Cyclone Garance : 12 millions d’euros de dégâts estimés à Saint-Denis

Le passage du cyclone Garance a laissé plus de 12 millions d’euros de dégâts à Saint-Denis, selon l’évaluation présentée au conseil municipal ce vendredi. La séance a aussi été marquée par l’adoption d’aides à l’accession au logement à destination des ménages dionysiens.
Le logement était l’un des principaux dossiers à l’ordre du jour du conseil municipal, ce vendredi. Dans un communiqué, la ville indique prolonger son partenariat avec la CINOR pour accompagner les familles vers l’achat d’un logement très social (LTS). Chaque ménage éligible pourra bénéficier d’une aide directe de 3 000 euros, déduite du prix de vente au moment de la signature.
Le chèque primo-accédant, dispositif municipal lancé en 2022, est lui aussi reconduit. Pour le second semestre 2025, il profitera à 88 ménages, pour un montant global de 261 000 euros. Cette aide, comprise entre 2 500 et 5 000 euros selon la composition familiale, doit encourager les foyers à faibles revenus à accéder à la propriété.

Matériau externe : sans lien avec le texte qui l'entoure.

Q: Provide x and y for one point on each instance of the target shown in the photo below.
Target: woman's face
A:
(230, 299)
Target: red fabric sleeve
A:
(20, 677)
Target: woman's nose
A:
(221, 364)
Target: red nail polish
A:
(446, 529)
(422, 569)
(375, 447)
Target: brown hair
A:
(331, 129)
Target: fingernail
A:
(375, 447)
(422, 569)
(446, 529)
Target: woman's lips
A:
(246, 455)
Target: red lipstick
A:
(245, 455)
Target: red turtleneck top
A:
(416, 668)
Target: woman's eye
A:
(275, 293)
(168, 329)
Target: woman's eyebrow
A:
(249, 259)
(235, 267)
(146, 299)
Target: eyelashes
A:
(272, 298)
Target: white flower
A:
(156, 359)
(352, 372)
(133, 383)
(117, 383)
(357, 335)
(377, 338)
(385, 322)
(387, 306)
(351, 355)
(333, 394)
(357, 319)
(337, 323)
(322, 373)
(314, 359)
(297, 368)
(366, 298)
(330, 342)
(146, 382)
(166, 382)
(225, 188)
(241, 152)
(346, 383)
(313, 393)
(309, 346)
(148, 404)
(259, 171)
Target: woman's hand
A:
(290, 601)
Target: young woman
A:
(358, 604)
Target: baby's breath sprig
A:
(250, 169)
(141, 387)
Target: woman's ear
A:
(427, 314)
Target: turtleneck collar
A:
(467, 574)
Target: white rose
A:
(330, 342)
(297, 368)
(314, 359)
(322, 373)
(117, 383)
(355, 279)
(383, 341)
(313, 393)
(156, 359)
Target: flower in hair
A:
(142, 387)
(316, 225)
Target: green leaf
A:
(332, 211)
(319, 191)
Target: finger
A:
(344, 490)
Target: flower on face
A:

Garance : l'Europe sollicitée
La ville a évalué à plus de 12 millions d’euros les travaux nécessaires à la remise en état des équipements endommagés par le cyclone Garance. Ces réparations concernent les bâtiments publics, les équipements sportifs, l’éclairage, les routes et les espaces publics. Afin de financer une partie de ces dépenses, environ 6 millions d’euros, la mairie indique avoir déposé une demande d’aide de financements
européens au titre du programme RESTORE. Les crédits sollicités permettront de soutenir la reconstruction et la remise en service des infrastructures touchées, communique la ville.
1,7 millions d'euros pour les associations
Le tissu associatif dionysien, fort de plus de 500 structures, a reçu lors de cette séance 1,7 million d’euros de subventions. Au total, la Ville aura consacré plus de 31 millions d’euros aux initiatives locales en 2025.
Côté jeunesse, 70 Dionysien·ne·s vont bénéficier d’une bourse de mobilité dans le cadre du Plan Ambition Jeunesse, pour des projets éducatifs, culturels ou linguistiques en Europe et en Asie.

Un partenariat avec l'école d'architecture
Côté culture, la bibliothèque du Bas de la Rivière a été modernisée et réinstallée dans de nouveaux locaux place Tortue, "afin d’offrir des services adaptés (espaces multimédias, accessibilité, coin lecture)". Le Conseil a également approuvé les dotations des prix littéraires Roman Métis et Roman Métis des Lecteurs, dotés de 5 000 euros chacun.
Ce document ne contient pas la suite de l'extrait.